La France républicaine centraliste et jacobine, dans son acharnement pathologique à nier ses composantes originelles multiculturelles (les fameuses nations qu'il a fallu détruire pour façonner la France...), creuse lentement et surement son tombeau. Le seul sursaut salvateur possible est l'avènement d' une France fédérale redonnant l'initiative, et donc vitalité et épanouissement , à l'ensemble de ses régions constituantes... Les ethnocides idéologiques doivent cesser! Malheureusement, l'oligarchie (mafieuse) au pouvoir depuis les coupeurs de tête, droite et gauche réunies, n'entend pas abandonner sa place au sommet de la pyramide, au profit d'une véritable démocratisation ... Incapable de se réformer à cause de la cupidité et de l'arrogance de quelques uns, la France est donc condamnée à l'étiolement puis à la disparition... Patience donc, et en attendant, transmettons aux jeunes générations tout ce quelles doivent savoir, pour pouvoir le moment venu relever nos étendards de la poussière!

P. Argouarch
Samedi 12 mars 2011

En relisant le discours d'Epinal, je viens de trouver la preuve que Sarkozy ne veut pas d'une véritable démocratie en France. Il ne veut pas du tout d'une justice indépendante (probablement car il ne veut pas que certaines affaires le rattrapent, lui et son clan)

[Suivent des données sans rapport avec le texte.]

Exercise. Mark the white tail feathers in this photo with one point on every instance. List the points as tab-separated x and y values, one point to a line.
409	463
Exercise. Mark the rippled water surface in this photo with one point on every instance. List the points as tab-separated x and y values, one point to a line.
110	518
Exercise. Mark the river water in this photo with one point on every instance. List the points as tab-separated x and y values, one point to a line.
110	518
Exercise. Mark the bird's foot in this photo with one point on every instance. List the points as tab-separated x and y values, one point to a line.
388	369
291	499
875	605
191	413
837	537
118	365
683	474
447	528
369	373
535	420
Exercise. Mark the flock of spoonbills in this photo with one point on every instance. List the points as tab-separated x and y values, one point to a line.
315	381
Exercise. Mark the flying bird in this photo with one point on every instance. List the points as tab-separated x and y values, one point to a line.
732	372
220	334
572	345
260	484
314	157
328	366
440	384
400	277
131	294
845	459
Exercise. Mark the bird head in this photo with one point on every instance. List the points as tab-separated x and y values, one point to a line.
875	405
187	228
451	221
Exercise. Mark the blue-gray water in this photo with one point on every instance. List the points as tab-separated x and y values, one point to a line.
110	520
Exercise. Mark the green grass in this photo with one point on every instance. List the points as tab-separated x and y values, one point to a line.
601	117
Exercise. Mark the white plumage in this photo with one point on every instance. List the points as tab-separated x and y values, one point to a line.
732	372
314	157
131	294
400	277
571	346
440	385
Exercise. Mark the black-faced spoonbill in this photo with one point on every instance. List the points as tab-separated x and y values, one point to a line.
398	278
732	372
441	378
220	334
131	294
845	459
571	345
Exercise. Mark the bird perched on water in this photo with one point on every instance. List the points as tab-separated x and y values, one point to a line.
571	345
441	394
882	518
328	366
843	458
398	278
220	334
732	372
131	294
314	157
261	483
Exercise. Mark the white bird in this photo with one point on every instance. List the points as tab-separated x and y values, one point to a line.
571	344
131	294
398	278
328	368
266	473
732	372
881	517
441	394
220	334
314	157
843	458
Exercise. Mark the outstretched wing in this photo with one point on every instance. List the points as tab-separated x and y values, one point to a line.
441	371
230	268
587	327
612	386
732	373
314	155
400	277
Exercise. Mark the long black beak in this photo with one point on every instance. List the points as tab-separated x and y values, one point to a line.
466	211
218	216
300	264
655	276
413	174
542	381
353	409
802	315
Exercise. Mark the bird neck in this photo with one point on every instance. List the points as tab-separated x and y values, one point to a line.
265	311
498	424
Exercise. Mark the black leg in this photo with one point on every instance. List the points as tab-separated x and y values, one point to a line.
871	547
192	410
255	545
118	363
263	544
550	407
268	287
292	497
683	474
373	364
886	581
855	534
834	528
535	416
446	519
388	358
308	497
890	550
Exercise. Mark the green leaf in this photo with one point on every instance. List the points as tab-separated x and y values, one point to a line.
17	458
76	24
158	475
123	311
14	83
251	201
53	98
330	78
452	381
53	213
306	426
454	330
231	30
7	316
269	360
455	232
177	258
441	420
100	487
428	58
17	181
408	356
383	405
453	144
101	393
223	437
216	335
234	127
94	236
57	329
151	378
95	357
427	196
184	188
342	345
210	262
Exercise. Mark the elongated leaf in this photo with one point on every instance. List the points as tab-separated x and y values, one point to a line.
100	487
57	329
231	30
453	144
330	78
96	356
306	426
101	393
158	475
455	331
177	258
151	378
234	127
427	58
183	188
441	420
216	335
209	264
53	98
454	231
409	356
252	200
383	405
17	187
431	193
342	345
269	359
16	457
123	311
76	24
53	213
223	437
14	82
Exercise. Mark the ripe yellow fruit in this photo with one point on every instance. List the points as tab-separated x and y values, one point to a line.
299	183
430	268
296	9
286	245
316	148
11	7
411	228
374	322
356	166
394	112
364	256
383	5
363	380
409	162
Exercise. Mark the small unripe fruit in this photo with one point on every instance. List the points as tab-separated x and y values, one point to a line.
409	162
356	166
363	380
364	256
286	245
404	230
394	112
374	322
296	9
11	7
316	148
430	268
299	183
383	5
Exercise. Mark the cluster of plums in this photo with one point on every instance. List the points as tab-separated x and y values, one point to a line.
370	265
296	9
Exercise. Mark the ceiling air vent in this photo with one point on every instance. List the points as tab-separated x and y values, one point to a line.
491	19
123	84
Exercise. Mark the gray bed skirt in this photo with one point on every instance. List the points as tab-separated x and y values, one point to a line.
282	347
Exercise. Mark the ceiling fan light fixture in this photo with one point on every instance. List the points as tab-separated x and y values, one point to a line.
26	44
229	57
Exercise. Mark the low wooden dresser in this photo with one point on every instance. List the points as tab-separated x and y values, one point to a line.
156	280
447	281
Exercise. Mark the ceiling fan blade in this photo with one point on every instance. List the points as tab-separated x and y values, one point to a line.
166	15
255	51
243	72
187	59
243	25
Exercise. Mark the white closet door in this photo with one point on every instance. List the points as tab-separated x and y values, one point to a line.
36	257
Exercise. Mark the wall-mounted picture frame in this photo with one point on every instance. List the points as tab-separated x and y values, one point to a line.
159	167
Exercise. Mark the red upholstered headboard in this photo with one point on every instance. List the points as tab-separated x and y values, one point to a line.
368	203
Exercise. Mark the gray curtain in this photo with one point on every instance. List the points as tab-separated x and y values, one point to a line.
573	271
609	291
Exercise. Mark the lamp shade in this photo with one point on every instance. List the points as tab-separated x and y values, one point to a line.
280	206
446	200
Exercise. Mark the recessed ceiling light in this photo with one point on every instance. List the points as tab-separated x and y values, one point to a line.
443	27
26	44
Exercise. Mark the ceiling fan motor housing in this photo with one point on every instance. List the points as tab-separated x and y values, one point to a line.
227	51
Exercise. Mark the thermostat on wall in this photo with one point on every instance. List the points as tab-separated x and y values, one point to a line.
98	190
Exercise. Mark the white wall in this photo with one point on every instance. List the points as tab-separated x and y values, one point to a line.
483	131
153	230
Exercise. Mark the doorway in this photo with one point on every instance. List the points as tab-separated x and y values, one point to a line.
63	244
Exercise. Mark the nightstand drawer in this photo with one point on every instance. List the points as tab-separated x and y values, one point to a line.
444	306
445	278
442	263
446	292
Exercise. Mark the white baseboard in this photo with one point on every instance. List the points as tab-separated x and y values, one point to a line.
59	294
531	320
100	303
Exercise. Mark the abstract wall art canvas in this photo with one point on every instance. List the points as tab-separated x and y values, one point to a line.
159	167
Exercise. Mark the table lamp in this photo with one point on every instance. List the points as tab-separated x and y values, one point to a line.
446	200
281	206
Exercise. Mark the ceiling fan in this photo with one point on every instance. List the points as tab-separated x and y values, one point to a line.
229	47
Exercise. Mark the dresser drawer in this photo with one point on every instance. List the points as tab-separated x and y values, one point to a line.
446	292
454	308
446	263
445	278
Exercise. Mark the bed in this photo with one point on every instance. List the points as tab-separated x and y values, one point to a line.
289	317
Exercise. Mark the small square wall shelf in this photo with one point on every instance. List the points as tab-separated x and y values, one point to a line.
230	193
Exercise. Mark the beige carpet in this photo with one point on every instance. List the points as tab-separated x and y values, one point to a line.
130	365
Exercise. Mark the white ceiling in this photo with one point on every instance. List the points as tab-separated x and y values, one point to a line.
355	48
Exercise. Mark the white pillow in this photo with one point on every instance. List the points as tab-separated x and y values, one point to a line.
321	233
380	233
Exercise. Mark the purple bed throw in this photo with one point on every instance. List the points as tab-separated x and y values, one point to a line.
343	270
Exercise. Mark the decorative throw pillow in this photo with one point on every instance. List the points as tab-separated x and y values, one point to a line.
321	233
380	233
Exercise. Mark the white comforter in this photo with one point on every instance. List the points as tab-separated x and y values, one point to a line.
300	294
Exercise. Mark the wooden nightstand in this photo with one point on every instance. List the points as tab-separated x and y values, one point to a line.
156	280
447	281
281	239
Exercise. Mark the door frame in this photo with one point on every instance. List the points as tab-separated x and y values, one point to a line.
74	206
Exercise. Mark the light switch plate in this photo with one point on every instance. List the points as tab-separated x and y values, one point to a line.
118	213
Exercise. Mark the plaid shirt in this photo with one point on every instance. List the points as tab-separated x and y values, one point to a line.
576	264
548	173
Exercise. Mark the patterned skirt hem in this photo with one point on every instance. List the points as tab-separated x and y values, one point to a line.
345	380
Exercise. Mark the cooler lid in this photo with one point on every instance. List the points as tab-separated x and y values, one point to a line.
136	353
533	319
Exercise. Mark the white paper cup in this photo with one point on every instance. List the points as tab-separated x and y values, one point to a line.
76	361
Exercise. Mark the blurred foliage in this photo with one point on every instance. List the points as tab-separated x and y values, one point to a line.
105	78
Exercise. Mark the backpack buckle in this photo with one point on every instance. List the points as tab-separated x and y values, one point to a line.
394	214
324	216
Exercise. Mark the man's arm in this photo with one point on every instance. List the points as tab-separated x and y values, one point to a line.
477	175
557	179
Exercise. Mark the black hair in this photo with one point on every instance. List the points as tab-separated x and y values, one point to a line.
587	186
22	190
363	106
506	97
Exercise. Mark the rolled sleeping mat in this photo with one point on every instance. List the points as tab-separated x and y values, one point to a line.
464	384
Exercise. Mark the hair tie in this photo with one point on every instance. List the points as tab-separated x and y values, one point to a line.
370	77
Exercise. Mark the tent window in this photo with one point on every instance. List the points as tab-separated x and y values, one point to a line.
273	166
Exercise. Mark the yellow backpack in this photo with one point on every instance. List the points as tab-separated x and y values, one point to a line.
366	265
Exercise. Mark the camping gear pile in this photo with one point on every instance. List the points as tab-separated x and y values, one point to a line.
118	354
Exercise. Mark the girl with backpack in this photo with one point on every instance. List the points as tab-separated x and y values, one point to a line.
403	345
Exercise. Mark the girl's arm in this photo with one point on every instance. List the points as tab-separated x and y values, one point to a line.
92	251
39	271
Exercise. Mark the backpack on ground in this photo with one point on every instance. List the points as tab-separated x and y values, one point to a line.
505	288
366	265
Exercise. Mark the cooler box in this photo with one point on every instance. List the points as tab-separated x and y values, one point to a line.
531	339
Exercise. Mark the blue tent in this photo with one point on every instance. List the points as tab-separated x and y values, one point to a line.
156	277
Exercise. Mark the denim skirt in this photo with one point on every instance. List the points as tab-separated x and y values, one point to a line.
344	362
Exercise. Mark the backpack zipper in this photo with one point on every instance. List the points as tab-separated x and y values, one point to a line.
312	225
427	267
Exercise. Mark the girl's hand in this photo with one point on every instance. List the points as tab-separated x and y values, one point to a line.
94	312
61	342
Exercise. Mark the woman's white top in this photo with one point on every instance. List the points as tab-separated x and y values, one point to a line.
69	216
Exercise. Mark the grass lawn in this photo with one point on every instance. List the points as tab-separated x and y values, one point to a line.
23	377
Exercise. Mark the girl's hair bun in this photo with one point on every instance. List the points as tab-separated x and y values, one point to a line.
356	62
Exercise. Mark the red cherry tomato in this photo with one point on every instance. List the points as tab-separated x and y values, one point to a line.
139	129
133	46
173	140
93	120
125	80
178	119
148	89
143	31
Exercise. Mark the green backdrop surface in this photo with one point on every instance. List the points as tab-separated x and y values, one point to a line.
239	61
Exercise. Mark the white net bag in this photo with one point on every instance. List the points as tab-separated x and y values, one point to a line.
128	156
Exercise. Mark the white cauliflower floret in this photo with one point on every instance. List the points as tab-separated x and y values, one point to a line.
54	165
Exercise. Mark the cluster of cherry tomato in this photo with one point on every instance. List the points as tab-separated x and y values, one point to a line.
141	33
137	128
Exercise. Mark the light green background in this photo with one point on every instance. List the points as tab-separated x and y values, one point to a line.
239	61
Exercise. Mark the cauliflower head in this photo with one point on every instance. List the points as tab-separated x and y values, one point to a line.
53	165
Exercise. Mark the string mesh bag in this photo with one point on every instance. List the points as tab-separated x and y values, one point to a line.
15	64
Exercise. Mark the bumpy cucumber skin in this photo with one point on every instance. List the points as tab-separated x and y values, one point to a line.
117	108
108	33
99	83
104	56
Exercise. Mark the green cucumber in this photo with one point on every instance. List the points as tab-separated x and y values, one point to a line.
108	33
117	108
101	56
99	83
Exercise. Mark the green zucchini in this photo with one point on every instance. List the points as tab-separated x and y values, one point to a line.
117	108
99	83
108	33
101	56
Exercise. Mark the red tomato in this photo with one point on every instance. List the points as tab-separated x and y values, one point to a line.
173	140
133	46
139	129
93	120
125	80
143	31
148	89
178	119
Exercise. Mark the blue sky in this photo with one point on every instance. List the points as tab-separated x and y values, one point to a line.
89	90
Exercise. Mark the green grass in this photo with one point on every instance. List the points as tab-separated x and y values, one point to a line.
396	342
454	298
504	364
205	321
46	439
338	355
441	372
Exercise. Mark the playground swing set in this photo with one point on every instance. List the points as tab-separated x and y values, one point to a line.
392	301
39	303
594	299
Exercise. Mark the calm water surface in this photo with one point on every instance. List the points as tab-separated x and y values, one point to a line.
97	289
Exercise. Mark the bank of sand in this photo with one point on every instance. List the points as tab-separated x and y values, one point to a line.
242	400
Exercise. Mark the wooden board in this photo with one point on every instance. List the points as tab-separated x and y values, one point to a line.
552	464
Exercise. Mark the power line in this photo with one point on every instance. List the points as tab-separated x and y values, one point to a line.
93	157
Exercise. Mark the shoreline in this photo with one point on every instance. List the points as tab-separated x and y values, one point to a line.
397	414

Voici ce que prononcait Nicholas Sarkozy à Epinal en 2007 :

"Il y a une polémique récurrente sur l'indépendance de la justice. Il y a un débat pour savoir si la justice doit être une simple autorité ou un pouvoir au même titre que l'exécutif ou le législatif. Je ne suis pas favorable à une justice qui entrerait en concurrence avec les deux autres pouvoirs. Mais pourquoi ne pas ouvrir ce dossier et en parler une fois pour toutes ?

Il y a un paradoxe dans le fait que les citoyens français puissent contester les lois françaises devant les juridictions européennes mais ne puissent pas contester leur constitutionnalité devant les tribunaux français. Certains pensent que cette faculté devrait être reconnue aux citoyens de notre pays et que ce serait un progrès pour les libertés. Mais faut-il transformer le Conseil Constitutionnel en Cour Suprême ? Faut-il que la jurisprudence prenne le pas sur la loi ? Faut-il accroître l'insécurité juridique ? Je ne suis pas favorable à la judiciarisation de la société. Je ne suis pas favorable à ce que le juge prenne le pas sur le législateur. Ce serait une rupture profonde avec notre modèle républicain qui s'accomplirait. Mais pourquoi ne pas examiner les termes de ce débat puisqu'il existe ?"

__Nicholas Sarkozy , discours d'Epinal du 12 juillet 2007

Bien entendu le débat n'a jamais eu lieu. Quant à la judiciarisation de la société dont il a peur c'est justement ce qui fait que le médiator n'a jamais été autorisé aux USA et qu'aucune centrale nucléaire n' a été construite depuis 40 ans. Dans le cas ou General Electric ou Westinhouse ou PG&E veulent construire une centrale nucléraire. Les habitants du canton en question font un référendum et ca passe jamais. Les gens préfèrent payer plus cher l'electricité que de parier sur le futur de leurs enfants. Des procès bloquent tout développement de nouvelles centrales. La judiciarisation de la société, c'est aussi donner du pouvoir aux citoyens et cela Sarkozy n'en a jamais voulu.